Julien Creuzet — Palais de Tokyo
Le Palais de Tokyo présente jusqu’au 12 mai une première exposition personnelle d’envergure du jeune artiste Julien Creuzet (né en 1986) ; fragile en son fond, le parcours se perd autant qu’il nous perd dans une accumulation qui échoue hélas à mettre en valeur l’œuvre présenté.
Avec un tel parti-pris aussi bavard qu’absurde, difficile de sentir une implication ou une forme de prise, « l’exposition » est ici à prendre au pied de la lettre, hors de toute position. Un choix assumé qui projette le spectateur face à une multitude de structures sculptures enveloppées dans une nuée de textes omniprésents. Des poèmes qui tiennent plus du domaine de l’incantatoire convoquant des formules poussives dont l’énergie ne parvient pas à masquer le manque de technique. Mais plus fondamentalement le manque d’idée force, de tension sous-jacente dirigeant le faisceau des images éparses pour lui éviter l’effet cadavre exquis aléatoire plus ornemental que pensé.

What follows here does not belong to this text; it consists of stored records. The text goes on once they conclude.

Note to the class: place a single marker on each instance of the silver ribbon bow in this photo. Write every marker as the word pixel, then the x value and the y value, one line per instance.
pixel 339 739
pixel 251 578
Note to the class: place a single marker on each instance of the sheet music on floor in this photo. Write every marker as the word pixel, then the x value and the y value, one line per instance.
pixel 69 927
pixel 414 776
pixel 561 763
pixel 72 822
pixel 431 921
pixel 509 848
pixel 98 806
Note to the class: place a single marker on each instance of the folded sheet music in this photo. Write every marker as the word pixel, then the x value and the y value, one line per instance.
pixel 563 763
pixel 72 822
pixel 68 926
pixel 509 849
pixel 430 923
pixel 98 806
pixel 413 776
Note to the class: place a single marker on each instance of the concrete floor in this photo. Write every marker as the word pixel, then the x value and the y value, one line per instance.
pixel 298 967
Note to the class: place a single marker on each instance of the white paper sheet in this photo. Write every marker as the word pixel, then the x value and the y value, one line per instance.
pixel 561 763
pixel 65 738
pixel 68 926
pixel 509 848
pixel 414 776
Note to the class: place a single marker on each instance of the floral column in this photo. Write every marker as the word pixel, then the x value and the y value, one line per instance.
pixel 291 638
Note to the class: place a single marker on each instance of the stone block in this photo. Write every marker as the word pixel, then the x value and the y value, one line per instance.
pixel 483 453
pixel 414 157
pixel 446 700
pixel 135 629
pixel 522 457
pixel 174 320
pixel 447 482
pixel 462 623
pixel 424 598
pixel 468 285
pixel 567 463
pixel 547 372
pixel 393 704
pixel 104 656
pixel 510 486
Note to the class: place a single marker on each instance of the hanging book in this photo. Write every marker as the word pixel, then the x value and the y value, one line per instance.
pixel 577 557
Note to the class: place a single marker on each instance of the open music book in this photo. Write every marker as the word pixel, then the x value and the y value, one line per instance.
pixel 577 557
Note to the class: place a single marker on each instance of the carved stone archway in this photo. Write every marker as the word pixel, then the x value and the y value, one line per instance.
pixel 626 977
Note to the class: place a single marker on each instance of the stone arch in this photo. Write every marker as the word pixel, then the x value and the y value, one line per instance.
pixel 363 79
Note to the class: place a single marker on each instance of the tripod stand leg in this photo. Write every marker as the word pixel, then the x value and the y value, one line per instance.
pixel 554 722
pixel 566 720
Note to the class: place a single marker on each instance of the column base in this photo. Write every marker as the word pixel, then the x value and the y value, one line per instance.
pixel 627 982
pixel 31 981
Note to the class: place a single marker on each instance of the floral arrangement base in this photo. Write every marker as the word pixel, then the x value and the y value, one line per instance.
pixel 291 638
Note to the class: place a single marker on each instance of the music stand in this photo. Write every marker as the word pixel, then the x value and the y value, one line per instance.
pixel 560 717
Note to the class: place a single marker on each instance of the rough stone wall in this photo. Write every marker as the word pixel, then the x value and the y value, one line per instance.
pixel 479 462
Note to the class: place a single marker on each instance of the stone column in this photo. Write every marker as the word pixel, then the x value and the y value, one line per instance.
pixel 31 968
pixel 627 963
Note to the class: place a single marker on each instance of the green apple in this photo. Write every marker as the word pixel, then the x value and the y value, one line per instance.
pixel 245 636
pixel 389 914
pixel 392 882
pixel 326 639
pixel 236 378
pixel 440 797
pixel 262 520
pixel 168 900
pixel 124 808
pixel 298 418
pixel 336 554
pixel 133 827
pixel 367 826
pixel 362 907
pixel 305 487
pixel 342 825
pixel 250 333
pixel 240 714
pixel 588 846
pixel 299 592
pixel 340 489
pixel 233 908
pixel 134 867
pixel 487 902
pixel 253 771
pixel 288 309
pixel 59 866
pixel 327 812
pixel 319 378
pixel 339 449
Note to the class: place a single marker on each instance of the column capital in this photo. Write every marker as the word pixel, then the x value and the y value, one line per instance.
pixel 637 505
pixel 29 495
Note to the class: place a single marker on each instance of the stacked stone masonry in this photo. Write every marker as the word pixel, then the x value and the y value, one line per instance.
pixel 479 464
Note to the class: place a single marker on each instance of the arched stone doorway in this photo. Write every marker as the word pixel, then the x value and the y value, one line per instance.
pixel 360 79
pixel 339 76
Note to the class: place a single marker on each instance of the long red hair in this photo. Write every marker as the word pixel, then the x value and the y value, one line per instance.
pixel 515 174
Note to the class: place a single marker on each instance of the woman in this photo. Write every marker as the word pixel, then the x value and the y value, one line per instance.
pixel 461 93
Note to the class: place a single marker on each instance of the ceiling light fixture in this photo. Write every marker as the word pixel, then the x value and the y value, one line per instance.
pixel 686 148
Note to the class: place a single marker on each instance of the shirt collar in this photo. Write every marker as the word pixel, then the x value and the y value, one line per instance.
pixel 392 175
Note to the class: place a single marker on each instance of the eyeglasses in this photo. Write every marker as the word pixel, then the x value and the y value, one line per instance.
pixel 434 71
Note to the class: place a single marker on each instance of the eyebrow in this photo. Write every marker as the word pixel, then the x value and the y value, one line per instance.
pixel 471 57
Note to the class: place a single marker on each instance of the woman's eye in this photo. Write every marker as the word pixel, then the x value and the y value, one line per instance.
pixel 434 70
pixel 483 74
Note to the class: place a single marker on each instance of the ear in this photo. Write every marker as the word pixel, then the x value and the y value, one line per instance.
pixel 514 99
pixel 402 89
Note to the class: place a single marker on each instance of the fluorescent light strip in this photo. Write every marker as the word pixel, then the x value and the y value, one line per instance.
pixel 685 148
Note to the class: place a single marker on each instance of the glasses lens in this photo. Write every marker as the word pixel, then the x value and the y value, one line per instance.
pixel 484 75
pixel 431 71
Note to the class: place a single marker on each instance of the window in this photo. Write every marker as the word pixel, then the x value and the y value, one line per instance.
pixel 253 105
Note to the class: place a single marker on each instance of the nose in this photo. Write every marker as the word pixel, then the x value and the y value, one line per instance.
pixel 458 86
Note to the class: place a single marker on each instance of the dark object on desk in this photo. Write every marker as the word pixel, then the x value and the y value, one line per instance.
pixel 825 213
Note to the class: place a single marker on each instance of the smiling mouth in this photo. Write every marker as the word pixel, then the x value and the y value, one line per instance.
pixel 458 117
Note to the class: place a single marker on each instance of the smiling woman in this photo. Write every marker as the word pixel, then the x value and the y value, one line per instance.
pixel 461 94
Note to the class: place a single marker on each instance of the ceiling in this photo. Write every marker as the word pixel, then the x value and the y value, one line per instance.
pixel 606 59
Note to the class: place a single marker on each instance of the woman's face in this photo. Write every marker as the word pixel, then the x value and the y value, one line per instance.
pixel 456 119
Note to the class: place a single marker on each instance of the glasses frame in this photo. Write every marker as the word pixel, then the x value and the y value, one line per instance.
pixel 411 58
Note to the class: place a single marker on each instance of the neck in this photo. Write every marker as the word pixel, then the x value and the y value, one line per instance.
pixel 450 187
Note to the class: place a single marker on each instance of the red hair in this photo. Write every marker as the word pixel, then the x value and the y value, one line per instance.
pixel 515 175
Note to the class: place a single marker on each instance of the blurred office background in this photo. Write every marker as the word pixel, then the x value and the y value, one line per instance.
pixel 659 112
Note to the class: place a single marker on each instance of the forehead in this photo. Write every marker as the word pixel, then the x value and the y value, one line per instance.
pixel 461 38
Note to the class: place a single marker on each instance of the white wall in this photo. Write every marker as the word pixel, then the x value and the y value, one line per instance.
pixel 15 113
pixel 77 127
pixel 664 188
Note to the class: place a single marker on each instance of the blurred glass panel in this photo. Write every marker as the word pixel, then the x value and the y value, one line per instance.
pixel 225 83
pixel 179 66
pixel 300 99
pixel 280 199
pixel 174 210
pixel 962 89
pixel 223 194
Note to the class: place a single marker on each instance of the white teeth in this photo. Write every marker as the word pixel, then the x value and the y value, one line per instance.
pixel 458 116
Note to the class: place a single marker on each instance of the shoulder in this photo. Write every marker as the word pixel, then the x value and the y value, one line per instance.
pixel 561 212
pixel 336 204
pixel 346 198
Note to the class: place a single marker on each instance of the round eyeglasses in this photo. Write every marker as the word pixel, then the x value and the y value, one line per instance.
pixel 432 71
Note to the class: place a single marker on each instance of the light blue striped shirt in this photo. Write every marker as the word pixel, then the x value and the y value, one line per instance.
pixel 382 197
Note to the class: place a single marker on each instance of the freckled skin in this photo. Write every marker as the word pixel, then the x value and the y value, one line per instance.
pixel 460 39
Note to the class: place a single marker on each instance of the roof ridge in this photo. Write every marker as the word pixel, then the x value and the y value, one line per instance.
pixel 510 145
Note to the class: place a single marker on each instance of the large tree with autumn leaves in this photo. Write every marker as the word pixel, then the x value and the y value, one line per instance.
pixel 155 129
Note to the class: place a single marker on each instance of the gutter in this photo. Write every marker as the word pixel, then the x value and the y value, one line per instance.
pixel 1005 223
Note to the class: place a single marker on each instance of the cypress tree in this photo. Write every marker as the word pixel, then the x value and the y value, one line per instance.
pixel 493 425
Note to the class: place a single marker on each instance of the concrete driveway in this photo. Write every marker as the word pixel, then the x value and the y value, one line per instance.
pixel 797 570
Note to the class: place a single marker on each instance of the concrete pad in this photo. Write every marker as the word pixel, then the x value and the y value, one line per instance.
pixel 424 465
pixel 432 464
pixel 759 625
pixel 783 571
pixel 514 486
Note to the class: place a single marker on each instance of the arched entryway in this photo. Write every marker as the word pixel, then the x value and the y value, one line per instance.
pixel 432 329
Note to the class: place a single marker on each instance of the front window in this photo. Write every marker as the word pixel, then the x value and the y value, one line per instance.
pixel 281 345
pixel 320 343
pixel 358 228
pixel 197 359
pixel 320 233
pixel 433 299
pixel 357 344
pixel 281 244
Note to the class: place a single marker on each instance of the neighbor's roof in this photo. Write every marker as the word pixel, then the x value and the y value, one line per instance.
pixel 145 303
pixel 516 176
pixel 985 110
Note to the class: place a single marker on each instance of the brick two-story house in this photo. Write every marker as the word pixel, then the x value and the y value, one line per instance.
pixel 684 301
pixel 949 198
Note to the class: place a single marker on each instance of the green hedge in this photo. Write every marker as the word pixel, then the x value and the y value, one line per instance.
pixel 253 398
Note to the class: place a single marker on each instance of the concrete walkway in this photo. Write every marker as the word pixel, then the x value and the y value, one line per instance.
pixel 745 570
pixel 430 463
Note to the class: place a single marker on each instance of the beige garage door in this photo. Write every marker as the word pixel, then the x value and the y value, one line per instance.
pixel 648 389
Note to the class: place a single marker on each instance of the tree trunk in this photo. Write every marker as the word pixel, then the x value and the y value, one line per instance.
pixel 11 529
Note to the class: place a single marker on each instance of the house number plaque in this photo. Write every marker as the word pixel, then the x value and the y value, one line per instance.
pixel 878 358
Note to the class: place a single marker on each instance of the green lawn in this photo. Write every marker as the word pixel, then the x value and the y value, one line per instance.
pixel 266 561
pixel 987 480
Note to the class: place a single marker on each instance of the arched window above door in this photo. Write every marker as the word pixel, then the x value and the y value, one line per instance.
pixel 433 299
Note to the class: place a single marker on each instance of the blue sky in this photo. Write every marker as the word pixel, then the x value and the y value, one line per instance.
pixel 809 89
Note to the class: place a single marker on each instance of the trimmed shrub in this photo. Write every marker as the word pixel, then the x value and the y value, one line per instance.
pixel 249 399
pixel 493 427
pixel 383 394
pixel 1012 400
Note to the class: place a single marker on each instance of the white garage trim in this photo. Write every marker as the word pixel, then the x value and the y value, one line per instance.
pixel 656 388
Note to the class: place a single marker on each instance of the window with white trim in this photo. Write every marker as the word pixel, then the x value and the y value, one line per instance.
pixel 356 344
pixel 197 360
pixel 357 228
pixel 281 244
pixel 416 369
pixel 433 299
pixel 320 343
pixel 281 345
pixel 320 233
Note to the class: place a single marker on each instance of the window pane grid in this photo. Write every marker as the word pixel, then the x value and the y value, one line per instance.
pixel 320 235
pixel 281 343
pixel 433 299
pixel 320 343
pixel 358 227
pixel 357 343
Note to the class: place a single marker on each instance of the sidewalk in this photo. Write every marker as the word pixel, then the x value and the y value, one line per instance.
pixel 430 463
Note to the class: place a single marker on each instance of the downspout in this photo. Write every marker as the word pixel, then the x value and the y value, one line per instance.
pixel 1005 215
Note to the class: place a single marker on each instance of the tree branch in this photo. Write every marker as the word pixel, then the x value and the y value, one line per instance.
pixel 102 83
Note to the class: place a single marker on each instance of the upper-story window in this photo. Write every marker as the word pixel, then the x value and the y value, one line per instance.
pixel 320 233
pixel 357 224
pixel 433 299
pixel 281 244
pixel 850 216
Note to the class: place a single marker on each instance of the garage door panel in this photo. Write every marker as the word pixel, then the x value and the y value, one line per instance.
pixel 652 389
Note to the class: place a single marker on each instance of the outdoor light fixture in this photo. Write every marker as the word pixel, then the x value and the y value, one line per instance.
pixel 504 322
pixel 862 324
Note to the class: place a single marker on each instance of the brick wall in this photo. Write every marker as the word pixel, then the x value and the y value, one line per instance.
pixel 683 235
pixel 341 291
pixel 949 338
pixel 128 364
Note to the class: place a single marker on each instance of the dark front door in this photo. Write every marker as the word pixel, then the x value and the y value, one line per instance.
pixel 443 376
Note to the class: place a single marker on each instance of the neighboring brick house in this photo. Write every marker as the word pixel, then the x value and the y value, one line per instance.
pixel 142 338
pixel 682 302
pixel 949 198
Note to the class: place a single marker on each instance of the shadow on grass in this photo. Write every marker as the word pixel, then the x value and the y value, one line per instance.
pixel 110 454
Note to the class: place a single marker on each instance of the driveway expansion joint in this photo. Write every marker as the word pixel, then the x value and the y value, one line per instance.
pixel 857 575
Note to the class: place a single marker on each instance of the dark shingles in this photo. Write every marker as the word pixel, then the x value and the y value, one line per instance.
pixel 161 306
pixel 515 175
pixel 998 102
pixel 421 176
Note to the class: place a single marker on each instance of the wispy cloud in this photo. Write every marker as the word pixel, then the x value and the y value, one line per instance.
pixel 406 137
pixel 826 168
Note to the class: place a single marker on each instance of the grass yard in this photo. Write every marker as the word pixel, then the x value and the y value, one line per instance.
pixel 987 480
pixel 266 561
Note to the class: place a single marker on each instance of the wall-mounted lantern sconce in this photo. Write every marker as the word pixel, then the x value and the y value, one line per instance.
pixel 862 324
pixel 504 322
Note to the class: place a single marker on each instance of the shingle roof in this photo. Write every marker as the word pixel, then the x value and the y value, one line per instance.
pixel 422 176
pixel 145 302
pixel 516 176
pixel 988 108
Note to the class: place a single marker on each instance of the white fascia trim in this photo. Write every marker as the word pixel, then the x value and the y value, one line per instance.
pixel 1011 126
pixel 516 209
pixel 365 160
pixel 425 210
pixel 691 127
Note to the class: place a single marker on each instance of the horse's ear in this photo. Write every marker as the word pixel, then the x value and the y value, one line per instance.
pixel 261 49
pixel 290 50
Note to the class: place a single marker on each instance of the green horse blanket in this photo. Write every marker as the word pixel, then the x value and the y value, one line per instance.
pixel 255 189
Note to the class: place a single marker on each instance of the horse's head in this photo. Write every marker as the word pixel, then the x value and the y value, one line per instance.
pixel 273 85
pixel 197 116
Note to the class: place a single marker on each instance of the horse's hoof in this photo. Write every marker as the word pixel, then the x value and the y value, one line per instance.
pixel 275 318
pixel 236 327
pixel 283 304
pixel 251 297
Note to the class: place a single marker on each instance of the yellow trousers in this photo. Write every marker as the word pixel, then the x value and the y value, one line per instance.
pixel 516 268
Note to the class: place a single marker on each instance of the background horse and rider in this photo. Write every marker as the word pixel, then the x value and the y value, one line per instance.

Comme un écho à ces œuvres plastiquement mal maîtrisées qui dessinent dans l’espace des volutes de volumes abscons évidées de toute problématisation des matériaux ou des motifs, n’éludant rien pour laisser s’accumuler les images, symboles. Symptômes brouillons devenus stigmates de la caricature d’art contemporain plus inspirée d’une énergie brute et probablement sincère que de la mise en jeu des moyens de production. Mais la narration n’a que faire de la sincérité et, rappelant même les bases du projet « pop millénaire », s’épuise dans l’accueil kaléidoscopique de toute forme de références.
La cohérence formelle entre ces ensembles indistincts, loin d’en singulariser les œuvres ou de produire même un récit éclaté, les confond dans une installation aléatoire qui pourrait tout aussi bien se déployer à l’infini comme se réduire en continu. Rien ne fait ici ni limite ni sens, donc rien ne se positionne ni se questionne ; rien ne propose. Même l’usage de barrières police, matériau urbain lourd de sens, se trouve écrasé sous l’accumulation et loin d’apparaître comme la grille ou la structure d’une quelconque recherche, ne constitue qu’un élément d’apparat qui parle, décoration aux limites de la symbolique lourde. Par clins d’œil, les œuvres ne discutent qu’avec l’artiste qui, lui, laisse étonnamment sa voix et son image (forcément omniprésente dans l’exposition) se mêler à d’autres, prolongeant en fanfare une animation vidéo un ego trip d’un kitsch rare au sein d’un écran vidéo. La scénographie elle-même semble avoir abandonné : on passe d’une occupation de l’espace et d’un cheminement aléatoire du « regardeur » à deux espace clos (l’un en réalité virtuelle, l’autre par le biais d’une projection) sans aucune autre problématisation que sa propre voix.
Face aux attentes générées par l’enjeu d’une présentation d’envergure, le sentiment est d’autant plus amer que certaines images (« Maïs chaud Marlboro », les filets comme liens d’aliénations et de soudures entre les éléments de sculptures, ces barrières police qui pourraient réinventer la grille de composition) laissent entrevoir une possibilité d’invention de décalage, de fantaisie et de charge sociétale, malheureusement plombée par l’accumulation et les contradictions qui les effacent et les recouvrent. L’art de Julien Creuzet aurait vraiment mérité un meilleur accompagnement.
Au final, l’exposition de Julien Creuzet, à l’instar de sa présentation qui ne s’embarrasse pas de la moindre explication ou indication pour donner un cadre de lecture à ses œuvres, résonne dans le vide. Elle entasse les matières et les sons, les formes de spatialisation contradictoires avec pour simple fil rouge des jeux de mots qui prennent bien soin de cocher les cases de l’autojustification en convoquant l’histoire, la fiction, la science-fiction et le temps pour offrir le contraire de la narration qu’il vise ; l’allitération fiévreuse d’une complainte creusée d’oppositions manichéennes dont la simple « performativité » fantasme l’effectivité. Abandonnée à son libre cours et au seul espoir de l’émergence d’un argument par la répétition d’affirmations, son exposition se perd en une tautologie aléatoire percluse de signes et dénuée de sens.